I have a list of 80 rdds that I want to process and then ultimately join. The "process" part consists of doing a map and a reduce by key for each rdd. Then I'm "joining" them by doing an union. Here's a sketch of my code:

rdds0.foreach(_.persist()) //rdds0 are persisted

//trigger a map and a shuffle for each rdd
vals rdds = rdds0.map(rdd => rdd.map(f1).reduceByKey(f2))

//action on the union of the rdds
sparkContext.union(rdds).collect()

However, I have issues with the DAG that is generated. Indeed the DAG that is generated by spark is like so:

  • 80 stages, one for each "map" of each RDD

  • 1 final stage for the union, that starts with 80 reduceByKey in parallel

I have an issue with the part in bold. AFAIK, this means that for the last task, Spark will schedule in parallel 80 reducebykey, where each of them is taking lots of memory. It seems more efficient to be able to do the reduceByKey() for each rdd individually as soon as the map stage is done for this RDD. Instead, no reduceByKey can be performed before all the map stages are done, and then they are all scheduled at the same time.

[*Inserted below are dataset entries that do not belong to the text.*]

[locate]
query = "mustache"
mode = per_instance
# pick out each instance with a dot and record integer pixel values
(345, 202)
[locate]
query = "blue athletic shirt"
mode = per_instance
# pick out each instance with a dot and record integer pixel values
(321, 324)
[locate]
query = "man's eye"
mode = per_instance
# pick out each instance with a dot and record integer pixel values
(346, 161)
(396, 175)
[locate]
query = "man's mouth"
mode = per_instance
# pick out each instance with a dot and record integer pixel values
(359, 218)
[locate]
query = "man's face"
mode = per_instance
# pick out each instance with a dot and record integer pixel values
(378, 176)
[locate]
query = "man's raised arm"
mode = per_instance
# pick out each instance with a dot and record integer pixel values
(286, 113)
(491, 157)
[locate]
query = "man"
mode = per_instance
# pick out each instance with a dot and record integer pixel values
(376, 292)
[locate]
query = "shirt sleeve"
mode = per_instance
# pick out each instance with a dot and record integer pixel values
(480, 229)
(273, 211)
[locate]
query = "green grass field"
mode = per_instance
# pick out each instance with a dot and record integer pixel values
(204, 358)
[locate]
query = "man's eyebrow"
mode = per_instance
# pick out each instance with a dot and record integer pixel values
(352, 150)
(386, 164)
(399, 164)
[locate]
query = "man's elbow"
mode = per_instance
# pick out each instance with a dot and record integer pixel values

Is there a way to force Spark somehow to execute the redueByKey() operations ASAP instead of waiting for all the map tasks? I thought this was a matter of union() creating a PartitionerAwareUnionRDD instead of a UnionRDD() but it seems that both RDD types generate the same DAG.

1

1 Answers

1
votes

reduceByKey is a wide transformation - this means it has:

  • "map-side" component - part of the operation that happens before shuffle - contained in the first stage in your DAG.
  • "reduce-side" component - part of the operation which happens after the shuffle - contained in the second stage of your DAG.

The results of the "reduce-side" component are piped directly to union. There is really nothing to optimize in this case.